About
Aired on KSDS-FM on 6/14/19
RUN DATES: 5/3019 – 6/30/19
VENUE: The Old Globe
The ground beneath our feet is shifting. Things are changing at an alarming rate. Instability leads to uncertainty, and poses a threat to identity, dignity and self-worth.
Behold the white working-class American male. Everything he believed was right, was his due, is slipping away. His long-term employment loyalty counts for little. Technology is making his job obsolete. Fear, frustration and anger are roiling just beneath the surface.

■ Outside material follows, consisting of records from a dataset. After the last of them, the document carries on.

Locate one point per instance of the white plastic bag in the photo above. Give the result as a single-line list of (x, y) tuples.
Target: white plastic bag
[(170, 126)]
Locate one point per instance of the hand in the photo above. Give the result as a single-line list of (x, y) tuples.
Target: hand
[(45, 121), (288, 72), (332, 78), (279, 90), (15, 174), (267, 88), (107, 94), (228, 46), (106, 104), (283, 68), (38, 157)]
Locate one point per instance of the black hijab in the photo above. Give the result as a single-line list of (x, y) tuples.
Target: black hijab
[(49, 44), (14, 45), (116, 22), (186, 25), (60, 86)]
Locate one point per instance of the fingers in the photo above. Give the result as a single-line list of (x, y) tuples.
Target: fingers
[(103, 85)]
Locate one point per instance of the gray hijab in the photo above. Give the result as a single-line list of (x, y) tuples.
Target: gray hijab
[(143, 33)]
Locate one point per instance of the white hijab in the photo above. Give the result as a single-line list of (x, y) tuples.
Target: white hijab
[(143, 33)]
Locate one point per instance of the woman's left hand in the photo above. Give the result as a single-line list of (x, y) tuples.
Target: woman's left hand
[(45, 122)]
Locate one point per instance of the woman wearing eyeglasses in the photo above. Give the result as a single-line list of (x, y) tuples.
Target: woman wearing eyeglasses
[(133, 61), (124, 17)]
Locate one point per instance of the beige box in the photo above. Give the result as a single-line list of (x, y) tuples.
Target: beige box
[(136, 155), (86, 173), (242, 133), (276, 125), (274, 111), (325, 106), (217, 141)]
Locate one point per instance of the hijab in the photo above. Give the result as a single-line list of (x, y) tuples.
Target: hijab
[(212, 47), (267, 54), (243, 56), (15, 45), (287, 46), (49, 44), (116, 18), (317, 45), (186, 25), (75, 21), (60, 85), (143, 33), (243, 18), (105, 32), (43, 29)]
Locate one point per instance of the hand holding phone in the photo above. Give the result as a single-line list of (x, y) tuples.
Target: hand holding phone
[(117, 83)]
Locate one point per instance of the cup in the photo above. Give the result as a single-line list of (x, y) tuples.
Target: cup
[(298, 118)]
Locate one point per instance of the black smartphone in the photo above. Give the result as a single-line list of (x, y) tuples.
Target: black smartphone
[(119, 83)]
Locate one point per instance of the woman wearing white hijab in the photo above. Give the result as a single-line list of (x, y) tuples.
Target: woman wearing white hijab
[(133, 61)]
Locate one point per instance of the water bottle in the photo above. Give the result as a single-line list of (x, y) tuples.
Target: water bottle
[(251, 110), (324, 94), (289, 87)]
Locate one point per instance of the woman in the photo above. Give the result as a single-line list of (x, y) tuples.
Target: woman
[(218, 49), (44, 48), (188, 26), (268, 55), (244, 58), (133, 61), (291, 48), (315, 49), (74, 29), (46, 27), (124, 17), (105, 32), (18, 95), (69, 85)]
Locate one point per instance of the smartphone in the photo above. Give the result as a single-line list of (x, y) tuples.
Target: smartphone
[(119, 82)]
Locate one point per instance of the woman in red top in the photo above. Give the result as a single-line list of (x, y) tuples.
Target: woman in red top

Don, a husband and father in small-town Nevada, has been at his job for a long time, working with his hands, building, installing. He’s confident that he’s good at what he does – and doesn’t need a college degree to do it. But now, he’s being edged out by “efficacy rankings” and algorithms. And when the supercilious Mexican American summa cum laude from Stanford accuses him of racism, he snaps. Next thing you know, he’s out of a job and facing a lawsuit.
Don may come from a decidedly judgmental family, but he has an African American wife and mixed race daughter, each of whom tries to fix the situation in her own way. So what we get is multiple perspectives on what’s true, what’s owed, what’s generally going on in our society.
Playwright JC Lee has put a lot of layers in his drama, “What You Are,” commissioned by The Old Globe. In what sometimes feels like a sitcom setup, he’s inserted a ton of hot-button topics: race, class, educational and political disparity, institutional hierarchy, white supremacy, alt-right radio, debt to family, and the power of sexual and monetary blackmail.
There are a few clumsy spots and forced moments, but by and large, the situations are provocative and the dialogue is crackling.
Patricia McGregor, a skillful director, uses the White Theatre’s arena space very effectively; her characters stalk the stage like predatory beasts. The cast of five is outstanding, with Jonathan Walker endlessly compelling as Don. Each character preaches a worldview, but our sympathies and loyalties are altered by sly turns of events.
Lee has created a microcosm of modern-day America, replete with yelling, cursing, flailing, failing and violence. It’s not a particularly pretty picture, but it’s a pretty accurate one.